Tiny 'Micro-Apartments' Touted for U.S. Cities
How much living space do you really need?
Forget all that room for frivolous furniture and dinner parties. A California company argues that so-called "micro-apartments" offer all the space people really need.
The company, Smartspace, is offering 300-square-foot apartments in San Francisco priced at $1,600 a month. In ultra-expensive San Francisco, that is considered a good deal.
The apartments are cleverly designed to offer all the basic necessities, without using much space. A bed folds down from the wall and table tops pop out to open up space.
The designs are not for everyone, the company acknowledges. But they certainly address the growing need for affordable accommodations in many cities. And Asia and European cities have been offering tiny, overpriced apartments for years.

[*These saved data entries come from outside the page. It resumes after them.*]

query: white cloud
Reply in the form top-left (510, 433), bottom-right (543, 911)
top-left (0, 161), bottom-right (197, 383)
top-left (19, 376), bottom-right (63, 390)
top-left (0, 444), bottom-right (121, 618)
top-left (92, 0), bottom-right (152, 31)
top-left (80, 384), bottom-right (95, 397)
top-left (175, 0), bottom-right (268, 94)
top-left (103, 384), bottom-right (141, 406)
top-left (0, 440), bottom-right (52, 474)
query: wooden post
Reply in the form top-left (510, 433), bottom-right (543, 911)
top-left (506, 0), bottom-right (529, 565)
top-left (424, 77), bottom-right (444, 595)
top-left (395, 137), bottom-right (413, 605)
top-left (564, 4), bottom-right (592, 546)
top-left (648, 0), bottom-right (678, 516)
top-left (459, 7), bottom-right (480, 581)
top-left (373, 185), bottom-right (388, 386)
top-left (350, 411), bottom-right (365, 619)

The company is certainly not alone in touting micro-apartments. In January, New York Mayor Michael Bloomberg announced the winner of a city competition to design a build comprised of nothing but micro-apartments. The winning design will feature 55 units ranging from 250 to 370 square feet.
"Small as it might be, the winning design was chosen for the way that it maximized light, airiness and storage space through the use of 9-foot-high ceilings, large windows, lofts and Juliet balconies," The New York Times
Mayor Bloomberg said he hopes the design competition will spark a wave of tiny apartment complexes.
"We have a shortfall now of 800,000, and it's only going to get worse," Mr. Bloomberg said. "This is going to be a big problem for cities with young people."